This will be relatively short. I am trying to get out of the house by noon for my Sunday long run. Today is 7 miles. I will let you know how it goes. Yesterday, I completed four miles in about 52 minutes. Not my best run, but fine for the mood I was in yesterday.
I sat down intending to write one story, but it isn’t quite coming. I can’t get into the flow of it. The funny thing is, it was the story of my run yesterday that I also could just not get into. Whatever writing block I am experiencing was the same “running block” (is that a thing?) I had yesterday. I am not sure how the words coming to me now really relate to marathon training. We will just go on this flow writing journey together.

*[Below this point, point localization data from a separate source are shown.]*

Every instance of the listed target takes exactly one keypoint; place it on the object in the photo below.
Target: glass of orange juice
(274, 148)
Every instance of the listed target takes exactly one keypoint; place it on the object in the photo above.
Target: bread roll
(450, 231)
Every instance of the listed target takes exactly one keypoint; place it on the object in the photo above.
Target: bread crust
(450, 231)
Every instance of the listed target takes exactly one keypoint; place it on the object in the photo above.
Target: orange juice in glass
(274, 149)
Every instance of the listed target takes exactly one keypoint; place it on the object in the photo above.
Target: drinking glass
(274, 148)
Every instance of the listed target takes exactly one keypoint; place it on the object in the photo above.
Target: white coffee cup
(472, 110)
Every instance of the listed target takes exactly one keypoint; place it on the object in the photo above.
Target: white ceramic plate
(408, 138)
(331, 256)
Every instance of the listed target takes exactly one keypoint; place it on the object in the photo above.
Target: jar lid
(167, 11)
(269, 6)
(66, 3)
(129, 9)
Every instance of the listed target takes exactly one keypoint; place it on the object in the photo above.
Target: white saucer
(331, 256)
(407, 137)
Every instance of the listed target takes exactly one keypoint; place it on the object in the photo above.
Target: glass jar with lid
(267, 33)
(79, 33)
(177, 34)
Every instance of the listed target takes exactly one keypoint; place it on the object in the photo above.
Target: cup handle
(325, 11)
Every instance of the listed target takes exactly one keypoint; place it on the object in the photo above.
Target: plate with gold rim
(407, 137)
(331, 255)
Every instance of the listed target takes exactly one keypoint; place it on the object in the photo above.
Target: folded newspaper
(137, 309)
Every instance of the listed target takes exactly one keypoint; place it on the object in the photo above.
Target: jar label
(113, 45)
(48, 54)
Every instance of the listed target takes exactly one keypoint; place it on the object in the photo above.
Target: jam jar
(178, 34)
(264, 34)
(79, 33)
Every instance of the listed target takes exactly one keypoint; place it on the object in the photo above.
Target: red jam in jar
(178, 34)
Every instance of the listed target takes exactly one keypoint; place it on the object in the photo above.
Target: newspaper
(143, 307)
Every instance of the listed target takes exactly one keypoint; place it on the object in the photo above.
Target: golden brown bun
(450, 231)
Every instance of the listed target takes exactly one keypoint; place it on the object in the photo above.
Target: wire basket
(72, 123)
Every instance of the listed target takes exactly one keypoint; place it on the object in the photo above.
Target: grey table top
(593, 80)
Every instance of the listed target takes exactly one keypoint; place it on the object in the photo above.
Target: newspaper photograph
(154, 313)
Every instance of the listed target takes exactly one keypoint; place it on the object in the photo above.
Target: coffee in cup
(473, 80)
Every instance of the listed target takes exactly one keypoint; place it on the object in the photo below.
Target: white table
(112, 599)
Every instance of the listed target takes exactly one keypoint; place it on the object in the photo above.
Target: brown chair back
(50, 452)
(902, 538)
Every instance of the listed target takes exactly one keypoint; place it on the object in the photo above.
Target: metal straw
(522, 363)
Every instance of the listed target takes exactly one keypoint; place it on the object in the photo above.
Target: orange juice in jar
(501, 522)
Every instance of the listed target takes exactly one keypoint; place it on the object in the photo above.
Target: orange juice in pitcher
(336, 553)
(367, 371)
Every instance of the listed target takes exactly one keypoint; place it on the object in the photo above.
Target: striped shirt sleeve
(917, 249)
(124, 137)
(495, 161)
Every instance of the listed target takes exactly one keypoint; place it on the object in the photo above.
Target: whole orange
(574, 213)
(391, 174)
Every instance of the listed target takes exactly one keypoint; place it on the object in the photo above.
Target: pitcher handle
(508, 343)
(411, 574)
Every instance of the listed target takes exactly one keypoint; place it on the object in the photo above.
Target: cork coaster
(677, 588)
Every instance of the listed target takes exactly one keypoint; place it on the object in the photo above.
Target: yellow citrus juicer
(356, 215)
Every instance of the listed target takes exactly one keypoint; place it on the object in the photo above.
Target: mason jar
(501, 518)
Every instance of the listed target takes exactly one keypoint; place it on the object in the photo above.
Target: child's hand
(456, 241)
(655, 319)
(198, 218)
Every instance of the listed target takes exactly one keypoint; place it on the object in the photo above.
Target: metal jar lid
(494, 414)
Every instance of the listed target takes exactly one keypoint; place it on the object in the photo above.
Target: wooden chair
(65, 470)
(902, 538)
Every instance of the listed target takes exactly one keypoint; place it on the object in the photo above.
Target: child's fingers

“Come fire, come water, come karma, we are all in transition.”
Jejune Stars, Bright Eyes
Most people who know me know that I have song or song lyric for just about any situation. (Go ahead, try me in the comments.) Yesterday, while on a run I didn’t really feel like doing, a line from the song Jejune Stars by Bright Eyes got stuck in my head, and I have not been able to let it go. The line is, “Come fire, come water, come karma, we are all in transition.” This isn’t a literary criticism blog. We could spend a lot of time unpacking the lyrics (and it is a really great song), but in the moment of pushing through the 2nd mile so I could turn around and head back, I heard that lyric and my mind set just shifted. Almost in an instant. I was just like, “yes, come universe: bring it.” Some of the other lyrics touch on doubt and fear and our place in the universe. I don’t really know what I believe about the universe and our souls other than it is far more beautiful and complicated, but probably also simple, than we can comprehend. I don’t think there is one right faith or belief other than to love one another. Oh wow, this has really digressed from a blog post about my progress or running.
Getting back to whatever point I may be trying to make…In my moment of struggle yesterday, I just wanted to stop. I questioned whether the goal I set was not only achievable, but was it worth it? Was I worth it? Was I kidding myself to think I could make all of these changes in my life? For a moment, the answer was no. I was allowing the fear, doubt, and complacency sink in. I could have stopped and walked back to my car and driven home. However, transition and change are hard. Sometimes life and ideas flow, but other times, you have to do the work and push through the day. The work can suck. Running in January in the early morning is not my idea of a good time. I know somewhere deep down that this goal to run a marathon is tied to such much more than scratching off a bucket list item. It is about coming to and embracing the life I want and deserve. We all deserve to live our best, fullest lives, whatever that looks like for us. So come universe, bring the fire, water, and karma. I know I will arrive on the other side stronger. If you are on a journey, you will too. I am not sure that I can tie all of this up well, or if it even flowed. I will just conclude with embrace the challenge. Invite it in even, and add Jejune Stars to your playlist, you won’t regret it.